Training and maintaining the Bayesian databases

Bayesian scanning uses databases to determine if an email is spam. For Bayesian scanning to be effective, the databases must be trained with known-spam and known-good email messages so the scanner can learn the differences between the two types of email. To maintain its effectiveness, false positives and false negatives must be sent to the FortiMail unit so the Bayesian scanner can learn from its mistakes.

Be aware that, without ongoing training, Bayesian scanning will become significantly less effective over time and thus Fortinet does not recommend enabling the Bayesian scanning feature.

The Security > Bayesian submenu lets you manage the databases used to store statistical information for Bayesian antispam processing, and to configure the email addresses used for remote control and training of the Bayesian databases.

To use a Bayesian database, you must enable the Bayesian scan in the antispam profile. For more information, see Managing antispam profiles.
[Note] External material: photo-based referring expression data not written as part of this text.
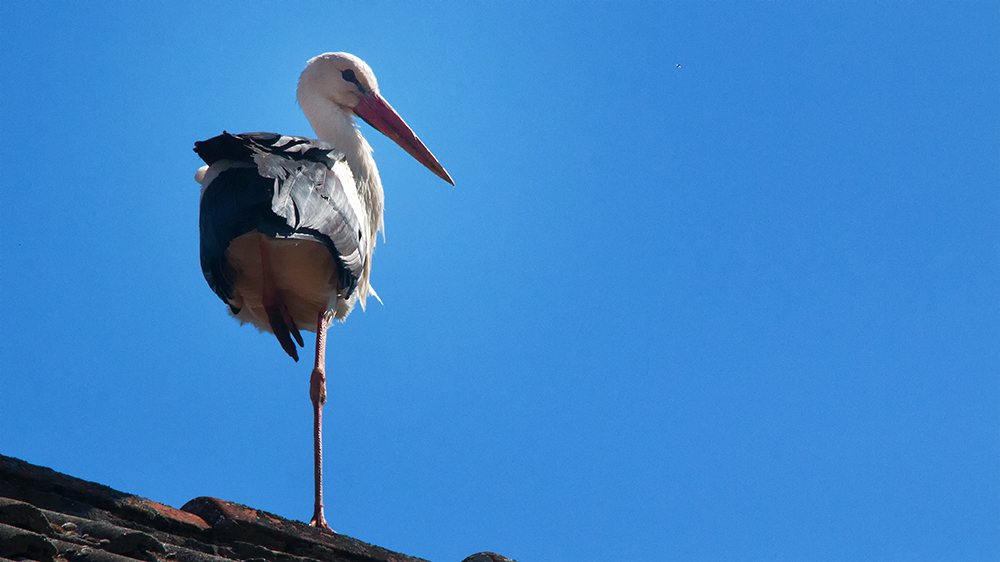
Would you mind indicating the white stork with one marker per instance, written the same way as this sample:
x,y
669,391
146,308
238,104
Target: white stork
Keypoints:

This section contains the following topics:

Types of Bayesian databases
Training the Bayesian databases
Example: Bayesian training
Backing up, batch training, and monitoring the Bayesian databases
Configuring the Bayesian training control accounts

Types of Bayesian databases

FortiMail units have two types of Bayesian databases:

Global
Group

All types contain Bayesian statistical data that can be used by Bayesian scans to detect spam, and should be trained in order to be most accurate for detecting spam within their respective scopes. For more information on training each type of Bayesian database, see Training the Bayesian databases.

Only one Bayesian database is used by any individual Bayesian scan; which type will be used depends on the directionality of the email and your configuration of the FortiMail unit’s protected domains and antispam profiles. For information, see Use global Bayesian database.

Global

The global Bayesian database is a single database that contains Bayesian statistics that can be used to detect spam for any email user.

Outgoing antispam profiles can use only the global Bayesian database. Incoming antispam profiles can use global or domain Bayesian databases.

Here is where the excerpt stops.